Researchers are expressing similar concerns. Daniel Webster, co-director of the Center for Gun Policy and Research at Johns Hopkins University, said the Democrats’ proposal “makes it easier for law enforcement authorities to get ATF data, but simultaneously makes it tougher for researchers to get access.”
The debate is emblematic of the difficulty facing the young Obama administration as it wades into the thorny world of gun reform. On the campaign trail last year, Obama had vowed to repeal the Tiahrt language altogether, and Attorney General Eric Holder has reiterated that wish this year. But the proposal put forth in the White House budget, which mirrors the language now working its way through Congress, represents a nibble rather than a bite. Indeed, Tiahrt’s office has interpreted the administration’s proposal as an endorsement of the larger provision.
“Congressman Tiahrt,” spokeswoman Wendy Knox wrote in an email, “is glad the Obama administration has embraced the Tiahrt trace data amendment.”
That would be news to gun-reform advocates and other Tiahrt critics, who are quick to blast other elements of the amendment that the Democrats’ recent proposal ignores. The Tiahrt law, for example, requires that the FBI destroy background-check records within 24 hours of a gun purchase. By contrast, a Clinton-era gun law allowed government officials to retain gun-purchase records, including the name of the buyer, for up to 90 days in case the purchase was found to have been approved by mistake.
Tiahrt also prohibits ATF from requiring gun dealers to take annual inventory of their stock to determine if guns have been stolen or misplaced.
Supporters of the amendment, including the country’s largest group of sworn law enforcement officers, argue that the Tiahrt restrictions are necessary for keeping police investigations under wraps. “Civilian investigators mucking around without knowledge of what’s going on in the criminal investigation is a very dangerous thing,” said Jim Pasco, executive director of the Fraternal Order of Police, which boasts a membership of 347,000 active-duty police officers.
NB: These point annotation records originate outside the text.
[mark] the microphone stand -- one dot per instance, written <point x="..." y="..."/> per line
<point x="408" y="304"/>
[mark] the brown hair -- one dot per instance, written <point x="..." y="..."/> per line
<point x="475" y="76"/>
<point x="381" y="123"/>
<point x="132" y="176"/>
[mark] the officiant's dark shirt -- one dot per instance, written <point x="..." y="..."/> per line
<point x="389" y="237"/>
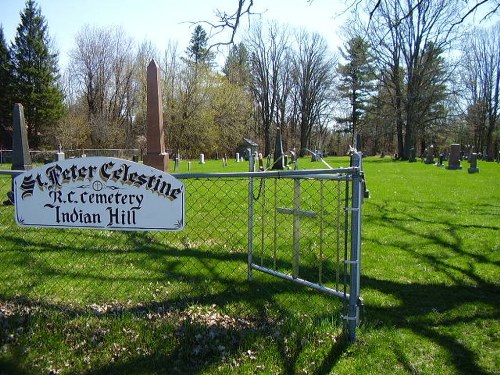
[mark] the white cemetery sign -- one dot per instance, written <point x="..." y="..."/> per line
<point x="99" y="193"/>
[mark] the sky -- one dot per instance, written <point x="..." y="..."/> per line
<point x="161" y="21"/>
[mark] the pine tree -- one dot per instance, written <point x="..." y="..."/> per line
<point x="36" y="74"/>
<point x="357" y="77"/>
<point x="197" y="51"/>
<point x="6" y="100"/>
<point x="237" y="66"/>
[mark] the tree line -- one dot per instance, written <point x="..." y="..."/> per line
<point x="407" y="76"/>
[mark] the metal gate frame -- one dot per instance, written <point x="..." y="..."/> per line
<point x="354" y="174"/>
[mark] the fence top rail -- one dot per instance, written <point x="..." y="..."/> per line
<point x="326" y="174"/>
<point x="329" y="174"/>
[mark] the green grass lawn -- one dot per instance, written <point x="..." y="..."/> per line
<point x="90" y="302"/>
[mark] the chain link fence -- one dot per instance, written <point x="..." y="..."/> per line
<point x="269" y="243"/>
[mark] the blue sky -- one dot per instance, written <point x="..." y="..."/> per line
<point x="161" y="21"/>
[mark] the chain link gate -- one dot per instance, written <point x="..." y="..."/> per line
<point x="310" y="233"/>
<point x="301" y="226"/>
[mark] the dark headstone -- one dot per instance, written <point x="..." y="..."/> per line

But the amendment has confounded gun-reform and community advocates, who contend the restrictions are designed to protect gun dealers — even suspect gun dealers — from investigations and lawsuits that might result if trace data were more publicly available. Indeed, after his controversial amendment passed a key committee vote in 2003, Tiahrt was quoted by The Washington Post as saying, “I wanted to make sure I was fulfilling the needs of my friends who are firearms dealers.” The National Rifle Associatiion, he added, was “helpful in making sure I had my bases covered.”
The NRA did not return requests for comment, but a number government reports have fueled the critics’ argument for reform. A report issued last week by the Government Accountability Office, for example, found that, of the guns seized by Mexican authorities in the last five years and traced by ATF, 87 percent originated in the United States.
Another example: In 1998, ATF was able to determine that 57 percent of the crime guns traced that year originated from just 1.2 percent — or 1,020 of the estimated 83,200 — licensed gun sellers. By identifying patterns like that, policymakers and law enforcers can identify potential “bad apple” dealers, who might be feeding criminal markets.
Another indicator crunched by ATF — the so-called time-to-crime measure — reveals time-lapse trends between gun sales and criminal seizures. Guns flowing quickly from legal to illegal status are more likely trafficked by the last licensed seller than those used in a crime many years later.
“This kind of data is very threatening to the gun industry,” said Henigan, author of “Lethal Logic, Exploding the Myths that Paralyze American Gun Policy.”
But public release of such ATF data is a long time coming. The comprehensive report unveiling some of these figures, released by ATF in February 2000, introduced itself as “the first in an annual series.” No similar report has been published since.